Common use cases is to have processes communicate with each other in a highly performant fashion. A form of RPC, if you will. Processes can talk to each other in numerous ways, whereas using systems such as REST APIs, GRPC, or other TCP/IP-based solutions may be more portable and easy to implement but are magnitudes slower than using shared memory.
“Cope on write” memory
Superset of shared memory, where the memory behaves as if it was only copied.
The process can initiate a chunk of memory to be copy-on-write memory, and all processes that this memory is shared with can read from it. So far, identical to shared memory.
Though when any of the processes writes to this chunk of memory it is first duplicated (by the kernel) before recording the written data onto that new clone. This makes the memory behave as if you only sent a chunk of memory to the different processes, while saving some memory if it’s only read by the other processes.
“File backed” memory
A cache of a files content.
Whenever you read from a file in Linux, the reading is done by the kernel that buffers the content in memory before sending it off to the process/application that requested it.
If the content of a file is requested while it is still buffered in memory, the kernel will just use the already in-memory version of the file instead.
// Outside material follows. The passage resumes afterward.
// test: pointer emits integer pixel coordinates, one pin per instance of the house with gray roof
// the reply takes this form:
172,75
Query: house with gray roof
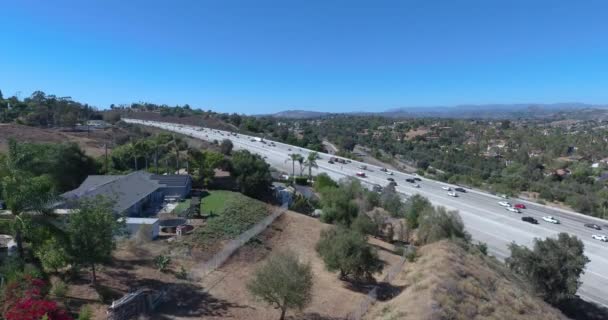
133,194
This gives a huge performance boost in a lot of use cases.
This buffering does take up as much memory as is available, but the file-backed memory is considered low-priority so if a process tries to allocate more memory than is currently free then the kernel will deallocate some file-backed memory before letting the allocation from the process complete.
Deallocating file-backed memory is totally safe for the kernel to do at any time as it builds on the assumption that the memory does have a source of truth: the file on disk. File-backed memory is updated or removed for files that has changed/been removed, so the content of a given file in memory is always up-to-date or non-existent.
This process of allocating and deallocating file-backed memory is called “swapping”. Learn.
“Device backed” memory
In Linux, there’s a fine line in the usage between a devices and a file. Devices are considered files, but the information obtained from a device can not live on the assumption that “if it’s discarded then we can just obtain it again by reading from the file again”.
Example would be a keyboard. If a key is pressed, that is recorded by the kernel and saved in device-backed memory to be read by a process. If the user types hello, that data is stored in memory. But if that memory was classified as low-prio, the same way as file-backed memory, then that memory would potentionally be removed in favor of for example some anonymous memory. If a process would then try to read data from this keyboard device, it may have gotten replaced with the data from the user input world, resulting in the hello input being forgotten completely.
Swap memory is not strictly memory stored in your RAM. Swap more refers to how your Linux kernel deals with running out of memory.